Although this price rise may not seem like much when average inflation rates are taken into account, the ATA reported that the average long-haul truck driver traverses 500 miles in a given day and log between 100,000 and 110,000 miles on the road each year. Furthermore, Supply Chain Digital reported that the average large shipping truck gets around seven miles per gallon. With prices hovering around $4 per gallon in many parts of the United States, the typical truck driver can expect to spend approximately $1,200 to travel 1,500 miles.
"Rising gas prices are unwelcome news for every vehicle owner, but they are especially a cause for concern for businesses that use trucks to transport goods," Supply Chain Digital said. "The trucking industry has always been competitive and saturated, and the increase in gas prices is suffocating many trucking companies, forcing some of them to close down."

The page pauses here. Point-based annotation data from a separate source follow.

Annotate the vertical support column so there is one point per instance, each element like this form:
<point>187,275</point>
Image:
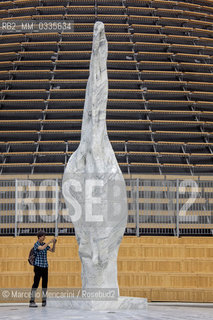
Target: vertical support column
<point>16,206</point>
<point>137,208</point>
<point>177,208</point>
<point>56,207</point>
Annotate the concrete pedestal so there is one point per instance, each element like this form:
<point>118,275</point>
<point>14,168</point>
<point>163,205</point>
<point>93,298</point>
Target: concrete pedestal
<point>122,303</point>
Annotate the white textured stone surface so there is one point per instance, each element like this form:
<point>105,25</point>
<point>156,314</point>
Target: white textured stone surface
<point>94,162</point>
<point>95,159</point>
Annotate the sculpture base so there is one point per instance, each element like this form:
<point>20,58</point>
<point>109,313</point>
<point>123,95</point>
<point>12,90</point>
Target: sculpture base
<point>122,303</point>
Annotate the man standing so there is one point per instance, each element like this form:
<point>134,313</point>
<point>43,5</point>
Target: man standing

Increasing tax costs also serve to make trucking a less cost effective shipping option in certain instances. The EIA noted that for every dollar spent on diesel fuel in the country, approximately 12 cents goes toward taxes. The ATA noted that big rigs pay approximately $18,000 annually in related taxes. As governments around the country further look toward increasing fuel taxes as a way to replenish public coffers, the costs associated with sending goods via truck becomes even greater.
Using Automated Data Collection Software to Get the Whole Picture
Although a number of factors are making truck-based shipping less cost efficient than ever, companies should not automatically assume that tractor trailers should play no part in their supply chain optimization strategy. Rather, businesses just need to become smarter about their shipment decisions and use automated data collection software more intelligently.
As Supply Chain Digital noted, the dollar figures associated with trucking are largely reliant on distance. While a truck may not be the most budget-friendly option for sending a shipment of goods from New York City to Los Angeles, it could still be the best way to transport that same shipment from New York City to Boston, for example. Unless the business utilized automated data collection software or other supply chain optimization strategies to take into account all of the variables that affect related costs, decision makers have no way of quantifiably knowing if a shipping option is the most prudent one available.
In addition, companies should also use data collection software to compare different supply chain partners. While issues such as rising fuel costs affect every trucker, the weight of its effect varies by supplier. For instance, Supply Chain Digital reported that some trucking companies have attempted to invest in more fuel efficient vehicles as diesel prices rise. As a result, doing business with these companies would not cost the same as would partnering with industry standard firms, yet again illustrating the benefits of a data collection system that lets organizations look at every variable affecting corporate decision-making policies.
Yet another key variable affecting shipment decisions is the type of good being transported, the news source stated. For example, while perishable food items may be best suited for air shipments because those parcels need to quickly go from farm to market, goods like aerosol cans are not suited for plans due to explosion worries. With an automated data collection system in place, though, a company could quickly and easily determine if a particular shipping method is ill suited for a specific item and then make an alternative decision in real time.